Our promising experience with uniportal VATS pulmonary wedge resection without drainage-tube placement indicates that this approach is both safe and feasible: postoperative CXR revealed residual pneumothorax in 23 patients on POD 1, in 5 patients at the first outpatient visit, and in only a single patient at 1 month. We consider this rate of residual pneumothorax acceptable because all resolved spontaneously; none required reintervention. However, our multivariable analysis reveals factors related to residual pneumothorax on CXR that surgeons should be aware of: the presence of partial pleural adhesions and younger patient age were associated with this complication. Surgeons should be more cautious removing chest-tube drainage at the end of surgery in such patients.
Since Watanabe et al reported their successful avoidance of chest-tube placement after VATS for pulmonary wedge resection, many surgeons have established their own inclusion and exclusion criteria for omitting chest drainage (8, 9, 11, 13–19). Huang and colleagues recently published a systematic review and meta-analysis of the efficacy and safety of omitting chest drains after VATS based on 10 studies (4 randomized controlled trials [RCTs] and 6 non-RCTs). The patient selection in these studies varied slightly in baseline patient characteristics and the methods used for testing intraoperative air leakage (10).
Our inclusion criteria included lesion size and location (peripheral pulmonary lesions of ≤ 2 cm), the absence of severe pleural adhesions on intraoperative inspection, and ≤ 3 individual unilateral wedge resections.
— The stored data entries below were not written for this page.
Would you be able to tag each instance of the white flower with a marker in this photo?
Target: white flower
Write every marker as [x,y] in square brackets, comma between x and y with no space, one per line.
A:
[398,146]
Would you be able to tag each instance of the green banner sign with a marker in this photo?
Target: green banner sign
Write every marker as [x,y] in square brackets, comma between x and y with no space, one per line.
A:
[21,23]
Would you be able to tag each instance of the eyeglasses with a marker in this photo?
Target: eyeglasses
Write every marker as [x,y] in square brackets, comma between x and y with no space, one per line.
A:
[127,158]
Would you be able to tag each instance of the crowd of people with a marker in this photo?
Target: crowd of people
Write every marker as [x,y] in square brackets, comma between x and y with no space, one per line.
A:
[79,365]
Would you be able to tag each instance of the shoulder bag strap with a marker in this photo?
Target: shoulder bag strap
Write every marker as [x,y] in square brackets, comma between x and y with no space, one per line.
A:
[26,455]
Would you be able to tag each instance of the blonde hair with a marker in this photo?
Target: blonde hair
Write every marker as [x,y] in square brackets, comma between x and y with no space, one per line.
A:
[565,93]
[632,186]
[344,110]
We excluded from our review patients prone to bleeding and those requiring anatomic pulmonary resection. Our criteria are similar to those used by Liu and colleagues for patient selection, except Liu excluded patients with parenchymal lung disease (8). Our multivariable logistic regression analysis showed that the presence of partial pleural adhesions increases the risk for postoperative residual pneumothorax. Although we excluded patients with severe pleural adhesions from consideration for this procedure modification, there appears to be unrecognized lung damage caused by partial pleural adhesions (3).
Liu and colleagues reported that a preoperative diagnosis of spontaneous pneumothorax increases the risk for an abnormal postoperative CXR (OR, 7.44; P < 0.001 on univariable analysis; OR, 5.747; P = 0.001 on multivariable analysis) (8). We found that this risk was statistically significant on univariable analysis but not multivariable analysis. As seen in Table 4, approximately half of our patients were diagnosed with preoperative pneumothorax. It is possible that preoperative pneumothorax was not a statistically significant predictor of residual postoperative pneumothorax on multivariable analysis because only 20 patients (14.9%) had preoperative pneumothorax. Because this affected only a small percentage of patients preoperatively, older age was associated with a reduced risk for postoperative residual pneumothorax on multivariable analysis (Table 5).
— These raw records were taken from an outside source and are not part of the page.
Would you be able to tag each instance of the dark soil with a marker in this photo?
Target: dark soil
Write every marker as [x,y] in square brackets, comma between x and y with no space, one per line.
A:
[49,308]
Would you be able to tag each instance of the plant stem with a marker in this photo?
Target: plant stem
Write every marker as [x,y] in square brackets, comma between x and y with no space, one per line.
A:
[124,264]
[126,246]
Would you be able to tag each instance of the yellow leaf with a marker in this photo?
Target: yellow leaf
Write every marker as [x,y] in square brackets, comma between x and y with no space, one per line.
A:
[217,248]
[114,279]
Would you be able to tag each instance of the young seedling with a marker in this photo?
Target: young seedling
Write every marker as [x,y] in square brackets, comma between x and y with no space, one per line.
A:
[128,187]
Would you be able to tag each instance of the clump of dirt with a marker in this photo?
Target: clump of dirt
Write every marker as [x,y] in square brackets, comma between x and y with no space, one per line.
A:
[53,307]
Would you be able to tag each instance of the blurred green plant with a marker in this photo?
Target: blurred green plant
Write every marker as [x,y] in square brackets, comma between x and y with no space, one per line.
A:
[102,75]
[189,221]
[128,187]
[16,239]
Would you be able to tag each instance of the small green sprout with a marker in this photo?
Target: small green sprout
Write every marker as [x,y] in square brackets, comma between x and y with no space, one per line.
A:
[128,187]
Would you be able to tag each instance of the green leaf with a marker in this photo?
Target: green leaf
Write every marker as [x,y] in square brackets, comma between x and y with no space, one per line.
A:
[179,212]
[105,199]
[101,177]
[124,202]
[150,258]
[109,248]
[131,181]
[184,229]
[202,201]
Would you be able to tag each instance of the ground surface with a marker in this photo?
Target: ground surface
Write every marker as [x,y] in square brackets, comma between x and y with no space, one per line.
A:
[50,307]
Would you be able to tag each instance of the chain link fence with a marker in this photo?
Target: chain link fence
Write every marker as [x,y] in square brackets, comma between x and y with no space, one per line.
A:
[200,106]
The review by Huang and colleagues also assessed the method of performing the intraoperative air leakage test. This test can be done in a variety of ways, including the water sealing method, thoracoscopic inspection, use of a vacuum ball, and digital measurement (10). In our method, no water sealing method was performed to check for air leaks when performing pulmonary wedge resections. Instead, we prefer using a DDS, which allows us to precisely time chest-tube removal and also provides constant negative pleural pressure (8, 20, 21). Airflow in all patients was confirmed as 0 mL/min by DDS after position change, and all chest tubes were removed in the operating room.
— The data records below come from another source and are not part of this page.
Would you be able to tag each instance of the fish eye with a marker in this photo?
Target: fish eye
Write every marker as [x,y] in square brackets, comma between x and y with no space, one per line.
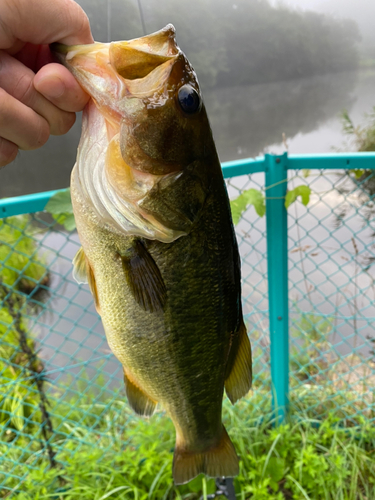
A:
[189,99]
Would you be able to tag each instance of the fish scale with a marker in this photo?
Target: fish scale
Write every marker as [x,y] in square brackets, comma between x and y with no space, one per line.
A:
[158,245]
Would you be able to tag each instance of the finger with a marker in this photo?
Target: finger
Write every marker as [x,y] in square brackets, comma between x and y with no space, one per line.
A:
[8,152]
[58,85]
[20,124]
[43,21]
[17,81]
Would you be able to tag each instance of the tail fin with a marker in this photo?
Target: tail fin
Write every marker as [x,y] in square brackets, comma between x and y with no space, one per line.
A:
[219,461]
Many studies have shown that the length of stay is 1.53 days shorter for individuals with no chest tube than for individuals with a chest tube (10). One of our strategies to shorten hospital stays is to apply tissue adhesive to the VATS incision. Patients are able to shower on POD 1 and a dressing does not need to be reapplied. Of our 143 patients, 82 (61%) were discharged before POD 3. Our mean postoperative stay of 3.8 days (Table 3) was skewed by the fact that more than half of our patients had malignant lung disease, either early lung cancer or lung metastasis from another primary; many of these patients wanted to stay in the hospital until their final pathologic report was ready because of the distance from their home to the hospital.
Limitations
There are several limitations to our study. First, the number of patients was small because all procedures were performed by a single surgeon at a single institution. Second, our study was nonrandomized and retrospective, and our decision algorithm to omit chest-tube placement could have introduced selection bias. Lastly, we believe that the postoperative stay can be shortened by strengthening our selection criteria for uniportal VATS pulmonary wedge resection without drainage-tube placement.